An explosive Australian opener whose audacious strokeplay and raw emotion at the crease defined a swashbuckling era of Test cricket.
Michael Slater burst onto the Test scene not with a whimper, but a cannonade of cuts and pulls. In the early 1990s, his fearless approach at the top of the order was a jolt of electricity. He played with a visible, almost childlike passion—celebrations were exuberant, disappointments etched plainly on his face. This wasn't the stoic Australian archetype; Slater was all heart. His 1993 Ashes century at Sydney, where he famously leaped for joy after reaching the milestone, encapsulated his style. He formed a devastating opening partnership with Mark Taylor, providing rapid-fire starts that became a hallmark of Australia's dominant era. While his career later faced challenges, his impact was indelible: for a glorious period, he was the most exciting batsman in the world, making Test match mornings unmissable with his intent to attack from the very first ball.
1965–1980
The latchkey kids. Raised during divorce, recession, and the end of the Cold War. Skeptical, self-reliant, media-literate. They invented indie culture, grunge, and the early internet — then watched the Boomers take credit.
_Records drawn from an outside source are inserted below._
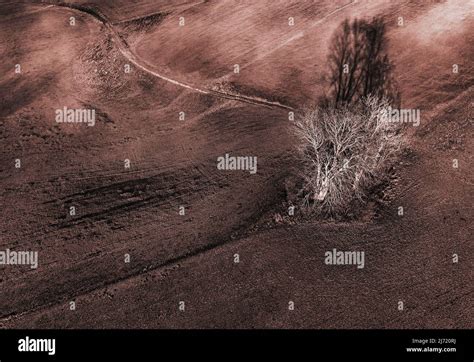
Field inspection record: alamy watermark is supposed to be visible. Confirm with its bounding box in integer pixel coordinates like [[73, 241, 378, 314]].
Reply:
[[324, 249, 365, 269], [56, 107, 95, 127], [380, 106, 420, 127], [217, 153, 257, 174]]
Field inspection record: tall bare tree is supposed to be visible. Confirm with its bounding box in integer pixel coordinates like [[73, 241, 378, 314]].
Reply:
[[325, 18, 400, 107]]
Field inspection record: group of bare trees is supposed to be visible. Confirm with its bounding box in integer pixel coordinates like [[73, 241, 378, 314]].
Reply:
[[294, 18, 401, 215], [325, 18, 399, 107]]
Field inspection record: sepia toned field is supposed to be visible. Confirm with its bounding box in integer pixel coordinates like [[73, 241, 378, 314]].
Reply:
[[0, 0, 474, 328]]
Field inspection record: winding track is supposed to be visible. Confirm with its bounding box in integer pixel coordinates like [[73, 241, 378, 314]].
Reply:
[[33, 2, 294, 110]]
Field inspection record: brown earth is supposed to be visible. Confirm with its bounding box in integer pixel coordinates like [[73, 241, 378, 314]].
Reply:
[[0, 0, 474, 328]]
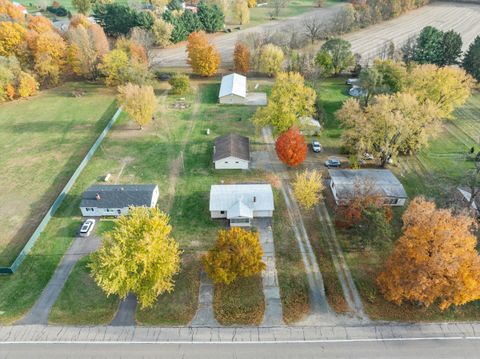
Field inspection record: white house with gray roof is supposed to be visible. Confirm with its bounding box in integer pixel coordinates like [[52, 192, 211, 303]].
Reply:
[[328, 169, 407, 206], [210, 184, 275, 227], [80, 184, 159, 217]]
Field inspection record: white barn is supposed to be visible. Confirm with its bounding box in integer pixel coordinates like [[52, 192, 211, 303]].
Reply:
[[218, 73, 247, 105], [80, 184, 159, 217], [213, 134, 250, 170], [210, 184, 275, 227], [328, 169, 407, 206]]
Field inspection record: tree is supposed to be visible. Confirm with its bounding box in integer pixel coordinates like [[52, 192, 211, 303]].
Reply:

Michael was born in 1970, placing them squarely in the Generation X. The events that shaped this generation — economic uncertainty, the end of the Cold War, and the rise of personal computing — shaped the world they entered and the choices available to them.
The biggest hits of 1970
#1 Movie
Love Story
Best Picture
Patton
#1 TV Show
Rowan & Martin's Laugh-In
The world at every milestone
First Earth Day; The Beatles break up
Fall of Saigon ends the Vietnam War
Internet adopts TCP/IP, creating the modern internet
Challenger disaster; Chernobyl nuclear meltdown
Pan Am Flight 103 bombed over Lockerbie
Soviet Union dissolves; World Wide Web goes public
Y2K passes without incident; contested Bush-Gore election
Deepwater Horizon oil spill; iPad launched
COVID-19 pandemic shuts down the world
He made his Test debut against England in 1993 and scored a century in his second match.
After cricket, he transitioned to a successful career as a television commentator and presenter for Channel Nine.
He published an autobiography titled 'Slats: The Michael Slater Story'.
He once scored a first-class triple century (213) for New South Wales.
“You play Test cricket in the moment, with all your heart on show.”